The small seafront centre of bungalows where Palestinian Authority officials used to come to relax was also cleaned out. Windows, doors, toilets, furniture, taps, even the light bulbs were gone.

‘It’s normal. What the people are taking from the places controlled by Hamas fighters are the spoils of war. And in any case, all of this money has a bad smell to it,’ said Azem Azrallah, 37.

‘They tortured people in these buildings,’ he said. ‘We have to destroy them.’

The Islamists were firmly in control of Gaza on Friday, effectively creating an Islamic enclave on Israel’s border and splitting the Palestinians into two separate entities, jeopardising any prospect for a future state of their own and peace with Israel.
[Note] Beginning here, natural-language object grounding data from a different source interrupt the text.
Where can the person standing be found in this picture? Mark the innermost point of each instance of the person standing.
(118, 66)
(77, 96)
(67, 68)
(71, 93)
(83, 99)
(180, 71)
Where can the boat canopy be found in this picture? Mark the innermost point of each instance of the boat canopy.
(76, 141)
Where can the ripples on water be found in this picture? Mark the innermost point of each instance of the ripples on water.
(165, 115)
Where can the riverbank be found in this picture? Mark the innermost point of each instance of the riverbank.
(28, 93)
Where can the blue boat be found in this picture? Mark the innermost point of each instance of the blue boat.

Although sporadic shooting still rattled around the coastal strip, the clashes that turned Gaza streets into war zones for a week were had now ceased and residents cooped up in their homes began to venture out.

Nevertheless, masked gunmen in the southern Gaza town of Khan Yunis shot dead execution-style a Palestinian preventive security lieutenant, medical sources and relatives said, with his family blaming Hamas for the killing.

The ubiquitous roadblocks that had dotted the streets for weeks had almost totally disappeared, and traffic was again circulating freely. Some shops and businesses were reopening.

But for how long cars and trucks will be able to move, and the shops have much of anything to sell is uncertain.

Israel announced on Friday that it was indefinitely closing all crossings into the Gaza Strip. Those crossings are a lifeline, with fuel and petrol, many basic foodstuffs, medicines and other essentials of daily life coming in by truck from Israel.

While some celebrated the Hamas victory, others took a grim view of the gunbattles that left more than 110 people dead in a week.

‘What is happening in Gaza is shameful and a farce,’ said Salah Juda, his eyes red from fatigue, as he strolls around the streets taking stock of the new reality on the ground.

‘The only goals are to destroy what belongs to the Palestinian people.’

In the Shatti refugee camp in Gaza City, home of Haniya, Abu Said, 45, was just as bitter.

‘Today there is a Gaza state controlled by Hamas and a state in the West Bank controlled by Fatah,’ he said. ‘We have destroyed the Palestinian cause and the dream of the Palestinian state.’